INTEGRASI KAWASAN PERBATASAN DALAM KURIKULUM

Lepasnya Pulau Sipadan dan Ligitan ke tangan Malaysia membuat seluruh rakyat Indonesia terhenyak. Lemahnya bukti penguasaan efektif (effective occupation) kawasan perbatasan menjadi poin utama penyebab kekalahan Indonesia di Sidang Mahkamah Internasional, di Den Haag (2002). Peristiwa itu mengilhami penulis mengemas materi kawasan perbatasan sebagai tema utama naskah buku dan menjadi salah satu pemenang Sayembara Penulisan Naskah Buku Pengayaan Pusat Perbukuan Depdiknas 2008.
Pengetahuan tentang geografis Indonesia diajarkan di lembaga sekolah belum beranjak dari sekitar letak Indonesia yang diapit oleh dua samudera dan dua benua serta letak astronomis 95 BT -141 BT dan 6 LU – 11 LS, selebihnya profil negara tetangga. Ada materi penting yang terlupakan, yakni kawasan perbatasan.
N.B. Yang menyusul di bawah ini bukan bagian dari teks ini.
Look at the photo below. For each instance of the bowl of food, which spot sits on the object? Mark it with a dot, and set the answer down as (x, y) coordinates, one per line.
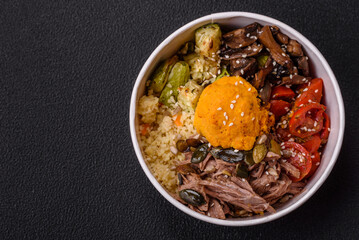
(236, 119)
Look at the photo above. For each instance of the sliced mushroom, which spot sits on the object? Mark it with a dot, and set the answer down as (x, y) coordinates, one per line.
(230, 53)
(303, 65)
(274, 29)
(260, 76)
(243, 66)
(294, 48)
(295, 79)
(266, 38)
(242, 37)
(282, 38)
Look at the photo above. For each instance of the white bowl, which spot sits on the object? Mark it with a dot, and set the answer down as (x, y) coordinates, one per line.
(319, 68)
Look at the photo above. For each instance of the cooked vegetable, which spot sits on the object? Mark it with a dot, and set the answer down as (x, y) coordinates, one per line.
(248, 158)
(192, 197)
(324, 134)
(200, 154)
(188, 96)
(299, 157)
(259, 152)
(242, 171)
(187, 48)
(282, 93)
(274, 147)
(208, 39)
(310, 92)
(231, 155)
(261, 60)
(182, 145)
(266, 38)
(307, 120)
(224, 72)
(201, 68)
(160, 76)
(215, 151)
(178, 77)
(194, 142)
(312, 144)
(279, 108)
(265, 92)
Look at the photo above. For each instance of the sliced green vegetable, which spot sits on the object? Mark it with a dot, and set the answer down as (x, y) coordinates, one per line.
(223, 73)
(208, 39)
(192, 197)
(200, 154)
(259, 152)
(261, 60)
(274, 147)
(160, 76)
(189, 95)
(187, 48)
(178, 77)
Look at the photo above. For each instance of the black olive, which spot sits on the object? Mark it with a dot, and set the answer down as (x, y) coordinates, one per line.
(230, 155)
(192, 197)
(192, 142)
(242, 171)
(182, 145)
(200, 154)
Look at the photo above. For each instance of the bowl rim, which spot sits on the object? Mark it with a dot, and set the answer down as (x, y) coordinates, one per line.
(242, 222)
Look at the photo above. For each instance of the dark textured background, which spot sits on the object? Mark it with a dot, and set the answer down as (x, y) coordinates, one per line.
(67, 167)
Akibatnya ketika terjadi sengketa blok Ambalat – daerah kaya minyak bumi – dengan Malaysia, masyarakat Indonesia sulit memperoleh gambaran secara pasti daerah Ambalat secara faktual apakah berupa hutan belantara, perkampungan, atau lautan. Bukan saja orang awam, para pejabat pun disibukkan mencari literatur maupun ensiklopedi tentang posisi Ambalat sebenarnya.


Hal ini terjadi akibat informasi kawasan perbatasan terabaikan. Sejatinya keberadaan pulau atau daerah di tapal-batas amatlah penting bagi rakyat Indonesia, karena di sanalah kedaulatan negara bermula.

memetakan pulau terluar
Diilhami kasus Sipadan-Ligitan maka lahirnya PP No. 78 Tahun 2005 tentang Pengelolaan Pulau-pulau Kecil Terluar (PPKT). Dalam PP disebutkan, setidaknya ada 92 pulau terluar berpenghuni atau tidak tersebar di 20 provinsi dan 38 kabupaten berhadapan langsung dengan 9 negara asing. Dari semua itu, 12 pulau sangat rentan diklaim pihak asing.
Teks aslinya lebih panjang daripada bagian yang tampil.